@plypy and I are working on the upcoming migration, where we copy user data from OpenLDAP to MongoDB in Dashboard 2.0.
One thing we need to consider is keeping email addresses unique. Primary email addresses are already “supposed” to be unique, but we have many accounts with the same primary email address. Presumably these accounts were created before we migrated to the ID Dashboard in 2011, and therefore could not have had their primary email address checked. Most appear to be duplicate accounts created by the same person.
I wrote a script to analyze duplicate email addresses in the userbase. These were the results I found:
6030 email addresses
130 email address duplicated
142 times.
128 of these are primary-only duplicates.
0 of these are secondary-only duplicates.
This means there are 128 times where more than one account is using the same primary email address. Due to the way MongoDB indexes data, we cannot keep these duplicate addresses around?
I see a couple potential options:
- Change email addresses on old, duplicate accounts, to something like username@users.noreply.openmrs.org.

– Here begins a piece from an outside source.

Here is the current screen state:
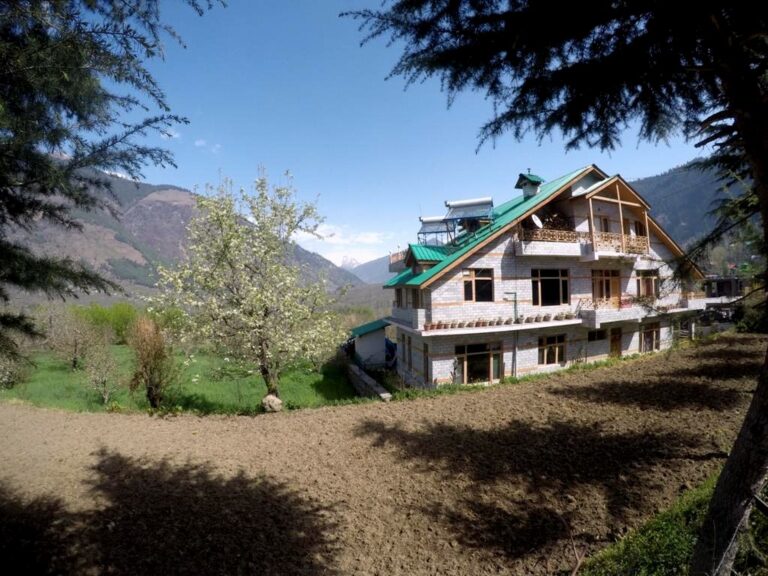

Affected users, if they were actually using that account, would then be able to go in and update to a new email address.
- Don’t import these users automatically, only import them when their account first authenticates to the Dashboard. Prevent subsequent accounts from importing to the Dashboard without a Helpdesk ticket to resolve the email address conflict.
Since I believe the vast majority of these clashes are with old accounts that have been forgotten about, I don’t think that either option will cause much of a problem.
Thoughts?